Class of British steam locomotives

The Great Western Railway Waverley Class were 4-4-0 broad gauge steam locomotives for express passenger train work.

The class was introduced into service between February and June 1855, and withdrawn between February 1872 and November 1876. From about 1865, the Waverley Class was known as the Abbot Class.

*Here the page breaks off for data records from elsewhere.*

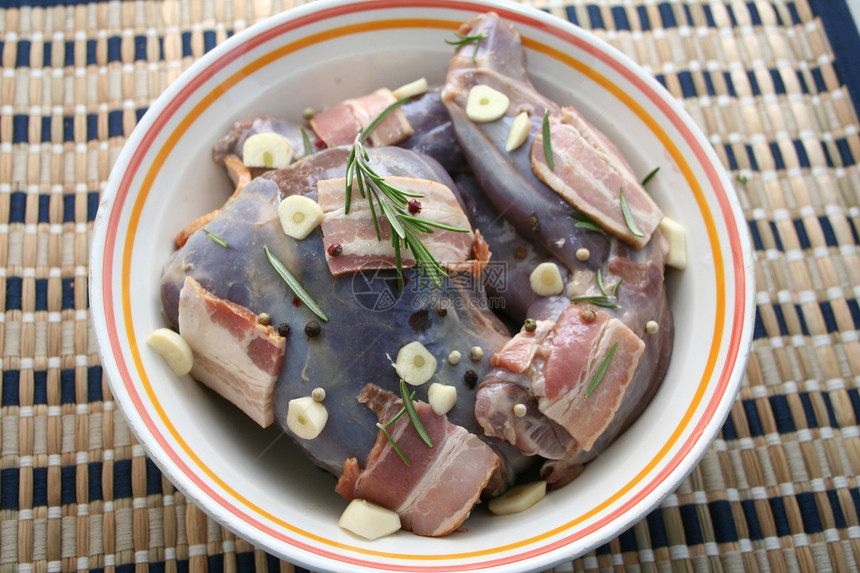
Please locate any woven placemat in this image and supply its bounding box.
[0,0,860,573]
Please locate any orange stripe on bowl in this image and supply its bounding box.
[99,1,745,570]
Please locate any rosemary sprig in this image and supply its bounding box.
[570,211,606,235]
[300,127,314,155]
[400,380,433,448]
[344,98,469,290]
[203,229,229,249]
[570,294,618,308]
[596,269,618,297]
[621,188,645,237]
[376,423,412,466]
[541,109,555,171]
[445,32,487,64]
[376,392,415,466]
[263,246,328,322]
[585,340,618,398]
[641,165,660,187]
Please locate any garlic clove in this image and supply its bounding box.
[242,132,293,169]
[505,111,532,151]
[427,382,457,416]
[287,396,328,440]
[391,78,427,99]
[394,340,436,386]
[146,328,194,376]
[466,85,510,123]
[489,480,546,515]
[659,217,687,269]
[337,499,400,540]
[529,262,564,296]
[278,195,323,239]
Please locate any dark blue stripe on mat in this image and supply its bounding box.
[809,0,860,115]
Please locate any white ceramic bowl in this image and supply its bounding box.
[90,0,754,571]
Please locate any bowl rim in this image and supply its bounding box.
[89,0,755,570]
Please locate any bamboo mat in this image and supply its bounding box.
[0,0,860,573]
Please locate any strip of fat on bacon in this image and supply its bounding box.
[317,176,475,276]
[475,305,645,459]
[309,88,412,147]
[179,276,286,428]
[336,384,499,537]
[531,107,663,247]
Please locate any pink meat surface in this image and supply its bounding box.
[336,384,499,537]
[532,305,645,451]
[179,276,286,428]
[475,305,645,459]
[317,176,474,276]
[531,107,663,247]
[310,88,412,147]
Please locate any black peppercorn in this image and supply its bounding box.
[463,370,478,388]
[305,320,322,338]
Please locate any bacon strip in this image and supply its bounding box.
[532,305,645,451]
[531,107,663,248]
[179,276,286,428]
[317,177,474,276]
[310,88,412,147]
[336,384,499,537]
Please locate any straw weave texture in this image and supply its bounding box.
[0,0,860,573]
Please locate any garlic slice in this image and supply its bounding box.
[505,111,532,151]
[337,499,400,540]
[529,262,564,296]
[659,217,687,269]
[466,85,510,123]
[394,340,436,386]
[427,382,457,416]
[242,132,293,169]
[146,328,194,376]
[278,195,323,239]
[287,396,328,440]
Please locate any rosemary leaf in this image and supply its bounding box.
[377,390,415,428]
[301,127,314,155]
[445,32,487,64]
[621,188,645,237]
[570,295,618,308]
[203,229,228,249]
[585,340,618,398]
[361,96,409,143]
[263,246,328,322]
[641,166,660,187]
[400,380,433,448]
[376,424,412,466]
[542,109,555,171]
[344,104,469,290]
[597,269,609,297]
[570,211,605,235]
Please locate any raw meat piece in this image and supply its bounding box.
[337,384,499,536]
[179,276,286,428]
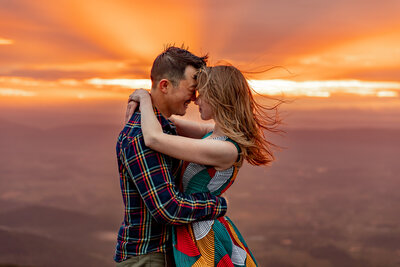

The names are mostly inspired by the Waverley novels of Sir Walter Scott.

==Locomotives==
- Abbott (1855–1876)
  - The Abbot is one of the Waverley novels by Sir Walter Scott.
- Antiquary (1855–1876)
  - The Antiquary is one of the Waverley novels.
- Coeur de Lion
  - Coeur de Lion is the nickname of King Richard I of England, who appears in The Talisman, a Waverley novel.
- Ivanhoe (1855–1876)
  - Ivanhoe is one of the Waverley novels.
- Lalla Rookh (1855–1872)
  - Lalla-Rookh was a poem by Thomas Moore.
- Pirate (1855–1876)
  - The Pirate is one of the Waverley novels.
- Red Gauntlet (1855–1876)
  - Redgauntlet is one of the Waverley novels.
- Rob Roy (1855–1872)
  - Rob Roy is the title of one of the Waverley novels and the nickname of Robert Roy MacGregor.
- Robin Hood (1855–1876)
  - Robin Hood was an English folk hero.
- Waverley (1855–1876)
  - Waverley is the first title in the Waverley series of novels.